Besides you do know the story about the vase and the rocks, right? (If not, let me know!)

  1. Start with the hard thing first or … ‘eat the frog’ (another one of those stories)

I agree that for many of us it’s a good thing to do hard things first and get them out of the way. However, if you function/focus better in the afternoon (for instance), it might be better to start your afternoon with it. It is always good to know at what time of the day you function best. The important thing is, make sure that also the hard things get done!

  1. Do not disturb

I am a big fan of helping yourself NOT to be distracted: no mail, no phone, close all the tabs you don’t need. Just do what you need to do. For some of you this is very scary, for a few of you this is almost impossible. But… why not start with 25 minutes? (Remember my article on the pomodoro technique?)

  1. Breaks

Going back to the pomodoro technique which I just mentioned, after every 25 minutes of focus, there is a 5-minute break. Why? Our brain cannot stay focused for too long. Now more than ever: being glued to the screen all day long, as well as being interrupted all the time is very tiring for our brain. So… take a break, and make sure it is away from the screen. If you need inspiration, go back to the articles I mentioned at the beginning of this one.

  1. Mono-tasking

We are all so proud that we can multitask (no, you can’t). Multi-tasking is ineffective and harmful.

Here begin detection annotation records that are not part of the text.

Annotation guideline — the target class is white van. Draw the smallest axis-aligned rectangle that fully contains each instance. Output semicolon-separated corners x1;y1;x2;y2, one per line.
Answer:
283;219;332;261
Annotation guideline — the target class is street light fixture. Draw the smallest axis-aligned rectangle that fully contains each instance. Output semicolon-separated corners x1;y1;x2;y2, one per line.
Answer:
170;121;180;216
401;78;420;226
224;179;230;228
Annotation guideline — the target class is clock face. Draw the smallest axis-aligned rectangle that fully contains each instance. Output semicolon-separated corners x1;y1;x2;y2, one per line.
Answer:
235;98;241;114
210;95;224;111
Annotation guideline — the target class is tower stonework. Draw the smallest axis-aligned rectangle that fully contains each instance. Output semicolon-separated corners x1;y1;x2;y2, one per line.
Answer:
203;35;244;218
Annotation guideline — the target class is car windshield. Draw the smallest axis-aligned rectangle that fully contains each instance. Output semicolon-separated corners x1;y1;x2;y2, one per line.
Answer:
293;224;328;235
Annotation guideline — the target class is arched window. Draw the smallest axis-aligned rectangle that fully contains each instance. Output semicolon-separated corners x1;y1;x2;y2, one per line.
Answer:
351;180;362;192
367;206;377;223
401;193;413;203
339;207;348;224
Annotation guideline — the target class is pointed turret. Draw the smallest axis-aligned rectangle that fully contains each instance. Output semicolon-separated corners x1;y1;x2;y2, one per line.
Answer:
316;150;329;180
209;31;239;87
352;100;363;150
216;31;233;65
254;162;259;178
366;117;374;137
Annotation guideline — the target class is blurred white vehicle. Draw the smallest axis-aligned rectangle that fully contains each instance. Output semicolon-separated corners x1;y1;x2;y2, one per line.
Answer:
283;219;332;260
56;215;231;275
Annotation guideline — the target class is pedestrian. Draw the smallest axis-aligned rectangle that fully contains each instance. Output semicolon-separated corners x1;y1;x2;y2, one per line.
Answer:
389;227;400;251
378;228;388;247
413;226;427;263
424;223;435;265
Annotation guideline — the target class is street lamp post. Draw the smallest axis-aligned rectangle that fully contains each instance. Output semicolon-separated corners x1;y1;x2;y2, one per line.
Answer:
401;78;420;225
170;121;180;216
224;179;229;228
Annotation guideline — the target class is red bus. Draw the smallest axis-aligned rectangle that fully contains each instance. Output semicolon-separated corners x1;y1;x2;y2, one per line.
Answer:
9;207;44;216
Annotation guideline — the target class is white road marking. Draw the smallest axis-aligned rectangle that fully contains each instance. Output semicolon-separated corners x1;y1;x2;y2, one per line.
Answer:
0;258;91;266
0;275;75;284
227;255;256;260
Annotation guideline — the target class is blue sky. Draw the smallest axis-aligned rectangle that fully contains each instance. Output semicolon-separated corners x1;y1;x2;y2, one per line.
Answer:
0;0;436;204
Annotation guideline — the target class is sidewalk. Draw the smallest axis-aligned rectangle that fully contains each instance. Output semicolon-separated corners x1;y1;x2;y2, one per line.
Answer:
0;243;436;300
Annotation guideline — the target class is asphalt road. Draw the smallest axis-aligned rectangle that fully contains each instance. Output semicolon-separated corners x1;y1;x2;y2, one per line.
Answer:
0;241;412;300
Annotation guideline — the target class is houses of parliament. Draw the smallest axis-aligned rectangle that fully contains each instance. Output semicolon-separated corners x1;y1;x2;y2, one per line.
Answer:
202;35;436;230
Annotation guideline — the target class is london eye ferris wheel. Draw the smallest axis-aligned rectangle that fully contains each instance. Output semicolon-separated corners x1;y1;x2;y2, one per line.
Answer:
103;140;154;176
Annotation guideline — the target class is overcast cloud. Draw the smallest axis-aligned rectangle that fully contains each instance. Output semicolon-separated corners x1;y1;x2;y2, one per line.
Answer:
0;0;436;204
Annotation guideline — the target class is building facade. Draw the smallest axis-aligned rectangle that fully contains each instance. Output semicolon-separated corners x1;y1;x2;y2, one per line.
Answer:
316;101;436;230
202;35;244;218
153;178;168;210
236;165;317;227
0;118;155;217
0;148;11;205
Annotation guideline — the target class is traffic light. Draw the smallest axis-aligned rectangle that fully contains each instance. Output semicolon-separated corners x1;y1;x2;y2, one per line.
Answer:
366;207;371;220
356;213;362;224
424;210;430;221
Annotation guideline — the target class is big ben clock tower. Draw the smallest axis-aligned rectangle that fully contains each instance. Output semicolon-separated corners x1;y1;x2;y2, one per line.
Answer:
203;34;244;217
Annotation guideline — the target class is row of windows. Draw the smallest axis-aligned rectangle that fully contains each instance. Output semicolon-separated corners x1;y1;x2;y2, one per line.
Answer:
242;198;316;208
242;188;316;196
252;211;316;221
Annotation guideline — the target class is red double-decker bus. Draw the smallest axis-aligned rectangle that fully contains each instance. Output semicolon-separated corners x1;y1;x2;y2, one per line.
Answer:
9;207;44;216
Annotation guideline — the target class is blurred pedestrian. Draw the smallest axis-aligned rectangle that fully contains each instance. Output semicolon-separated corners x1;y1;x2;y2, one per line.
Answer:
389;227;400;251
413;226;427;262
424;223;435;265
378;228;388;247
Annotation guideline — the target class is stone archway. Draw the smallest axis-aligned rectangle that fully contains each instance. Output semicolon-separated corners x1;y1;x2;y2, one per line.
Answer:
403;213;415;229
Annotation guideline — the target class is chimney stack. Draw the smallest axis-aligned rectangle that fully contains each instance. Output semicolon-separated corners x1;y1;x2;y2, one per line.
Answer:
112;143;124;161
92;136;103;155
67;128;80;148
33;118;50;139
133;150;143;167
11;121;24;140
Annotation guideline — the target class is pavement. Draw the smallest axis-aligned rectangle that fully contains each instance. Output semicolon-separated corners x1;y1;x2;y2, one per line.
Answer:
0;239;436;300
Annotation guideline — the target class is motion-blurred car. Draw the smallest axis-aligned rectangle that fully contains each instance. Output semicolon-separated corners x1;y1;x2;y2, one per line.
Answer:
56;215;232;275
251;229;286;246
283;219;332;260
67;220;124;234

We need more time to complete a complex task, it exhausts us, it reduces our memory quality, it reduces our IQ… Need I go on?
Again (I know, I’m repeating myself), the pomodoro technique can help: how about working on one thing for one (or 2) session(s)?

  1. Batching

Have you heard of batching? You group similar tasks together and deal with them all in one go. For instance, I did already do some batch cooking: during the weekend, when I have more time I cook bigger portions so I have some meals ready for during the week (=more efficient!). Translating this to work: there are definitely things you can batch: replying to email. Making a series of phone calls. For me it could be writing articles or making videos. It is a way of monotasking. You will be more focused and waste less time. You still need breaks, though!

  1. Parkinson’s law

Have you heard of it? “Work expands so as to fill the time available for its completion”
What does it mean? If I have the whole day to do something, it might take all day… or if I have a week to do it… it will be spread out…
How to deal with it? Break down tasks and deadlines, set clear boundaries. The planning and prioritizing from above will also help.

  1. Take note

When you are in the middle of something, and you are thinking of something that also needs to be done. Don’t start doing it (because that would be an interruption and you might lose focus) but … take note. By writing it down, it will stop distracting you and … you can remain focused. It is recommended to have a system for these notes… Post-its tend to disappear, have you noticed?

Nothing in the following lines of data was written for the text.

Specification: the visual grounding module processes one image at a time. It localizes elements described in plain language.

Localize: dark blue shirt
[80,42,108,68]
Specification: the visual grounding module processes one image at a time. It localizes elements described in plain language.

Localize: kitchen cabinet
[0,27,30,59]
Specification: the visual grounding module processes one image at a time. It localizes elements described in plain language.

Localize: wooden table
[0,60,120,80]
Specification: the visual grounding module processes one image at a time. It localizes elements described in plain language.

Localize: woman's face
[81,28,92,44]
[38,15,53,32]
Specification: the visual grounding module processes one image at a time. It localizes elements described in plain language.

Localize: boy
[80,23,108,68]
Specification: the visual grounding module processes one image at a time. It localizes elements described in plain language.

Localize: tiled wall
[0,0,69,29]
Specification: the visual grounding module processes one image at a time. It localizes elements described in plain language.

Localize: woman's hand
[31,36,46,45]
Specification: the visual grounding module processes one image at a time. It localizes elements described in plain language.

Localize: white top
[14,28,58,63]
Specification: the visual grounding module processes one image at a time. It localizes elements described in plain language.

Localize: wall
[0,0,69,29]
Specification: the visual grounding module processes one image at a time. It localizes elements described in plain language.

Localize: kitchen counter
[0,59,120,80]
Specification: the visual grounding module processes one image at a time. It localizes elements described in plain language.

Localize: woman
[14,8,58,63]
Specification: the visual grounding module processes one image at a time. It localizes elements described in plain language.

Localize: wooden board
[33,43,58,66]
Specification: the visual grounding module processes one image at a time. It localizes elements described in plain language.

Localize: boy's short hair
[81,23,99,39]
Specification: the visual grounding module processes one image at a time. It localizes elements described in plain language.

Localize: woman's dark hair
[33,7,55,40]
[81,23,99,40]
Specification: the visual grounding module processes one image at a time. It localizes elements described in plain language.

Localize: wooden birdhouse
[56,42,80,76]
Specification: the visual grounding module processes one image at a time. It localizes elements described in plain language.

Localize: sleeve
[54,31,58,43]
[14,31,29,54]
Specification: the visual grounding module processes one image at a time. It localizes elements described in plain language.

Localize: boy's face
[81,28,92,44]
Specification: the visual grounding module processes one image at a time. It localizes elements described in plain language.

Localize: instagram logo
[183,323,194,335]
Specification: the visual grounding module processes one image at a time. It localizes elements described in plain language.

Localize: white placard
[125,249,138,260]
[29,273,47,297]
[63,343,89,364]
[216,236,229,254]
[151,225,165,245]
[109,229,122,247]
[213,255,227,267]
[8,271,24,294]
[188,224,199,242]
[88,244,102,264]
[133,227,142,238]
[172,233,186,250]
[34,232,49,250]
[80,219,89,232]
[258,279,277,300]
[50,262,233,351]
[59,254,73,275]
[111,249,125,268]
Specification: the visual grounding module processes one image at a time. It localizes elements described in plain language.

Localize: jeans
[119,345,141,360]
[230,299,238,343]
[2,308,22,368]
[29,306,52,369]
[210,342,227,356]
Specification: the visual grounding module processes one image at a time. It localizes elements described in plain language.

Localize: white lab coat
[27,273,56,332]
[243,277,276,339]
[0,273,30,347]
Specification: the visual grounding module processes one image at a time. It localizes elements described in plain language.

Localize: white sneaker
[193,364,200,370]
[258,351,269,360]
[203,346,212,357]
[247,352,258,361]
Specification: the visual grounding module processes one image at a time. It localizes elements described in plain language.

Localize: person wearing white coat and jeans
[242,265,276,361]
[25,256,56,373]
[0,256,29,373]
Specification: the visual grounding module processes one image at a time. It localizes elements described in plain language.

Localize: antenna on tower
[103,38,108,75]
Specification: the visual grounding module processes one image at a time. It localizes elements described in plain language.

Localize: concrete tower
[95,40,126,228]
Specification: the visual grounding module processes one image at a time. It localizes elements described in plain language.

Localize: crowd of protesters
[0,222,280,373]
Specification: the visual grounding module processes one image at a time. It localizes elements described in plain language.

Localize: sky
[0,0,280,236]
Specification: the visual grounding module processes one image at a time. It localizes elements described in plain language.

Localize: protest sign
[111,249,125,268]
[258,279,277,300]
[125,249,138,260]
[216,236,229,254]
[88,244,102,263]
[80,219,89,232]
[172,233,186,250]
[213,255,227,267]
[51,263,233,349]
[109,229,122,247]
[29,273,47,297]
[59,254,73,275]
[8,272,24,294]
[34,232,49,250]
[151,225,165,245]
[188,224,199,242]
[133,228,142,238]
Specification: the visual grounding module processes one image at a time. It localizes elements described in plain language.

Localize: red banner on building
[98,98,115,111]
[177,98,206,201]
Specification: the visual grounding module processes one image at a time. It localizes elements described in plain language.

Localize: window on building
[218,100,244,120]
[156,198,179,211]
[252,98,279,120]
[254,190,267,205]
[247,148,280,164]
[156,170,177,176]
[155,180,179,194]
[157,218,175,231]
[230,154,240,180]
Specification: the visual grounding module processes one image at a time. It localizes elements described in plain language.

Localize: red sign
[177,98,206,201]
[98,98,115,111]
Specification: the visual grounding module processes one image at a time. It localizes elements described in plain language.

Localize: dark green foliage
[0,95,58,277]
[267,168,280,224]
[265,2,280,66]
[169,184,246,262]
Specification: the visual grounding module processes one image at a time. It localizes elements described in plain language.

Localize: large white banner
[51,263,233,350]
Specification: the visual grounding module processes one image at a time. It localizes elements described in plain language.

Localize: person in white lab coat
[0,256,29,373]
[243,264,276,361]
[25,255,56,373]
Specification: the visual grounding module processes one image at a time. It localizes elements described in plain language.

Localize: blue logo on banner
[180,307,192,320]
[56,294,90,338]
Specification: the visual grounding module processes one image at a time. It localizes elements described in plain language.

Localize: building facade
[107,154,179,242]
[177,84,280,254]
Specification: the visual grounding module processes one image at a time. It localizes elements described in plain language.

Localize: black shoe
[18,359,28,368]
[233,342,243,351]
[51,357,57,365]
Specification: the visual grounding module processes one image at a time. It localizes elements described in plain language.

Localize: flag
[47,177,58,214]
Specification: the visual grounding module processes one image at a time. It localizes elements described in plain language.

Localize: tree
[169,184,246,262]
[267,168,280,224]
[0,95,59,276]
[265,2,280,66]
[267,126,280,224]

  1. Working apart together

When you are working at home, on your own, distractions are everywhere. You can already try and apply the tips from above but … sometimes you need something extra. Working apart together. People work together, everybody from their own home (so corona proof), but they work at the same time, they share their objectives and somehow this creates accountability. It becomes easier to stay focused. In the morning, they say they are going to do xyz, and by the end of the day they want to be able to say that they did! I’ve tried this out in different environments and for me it works. Not every day of the week. But 1 day, if I can organize my time, it really does.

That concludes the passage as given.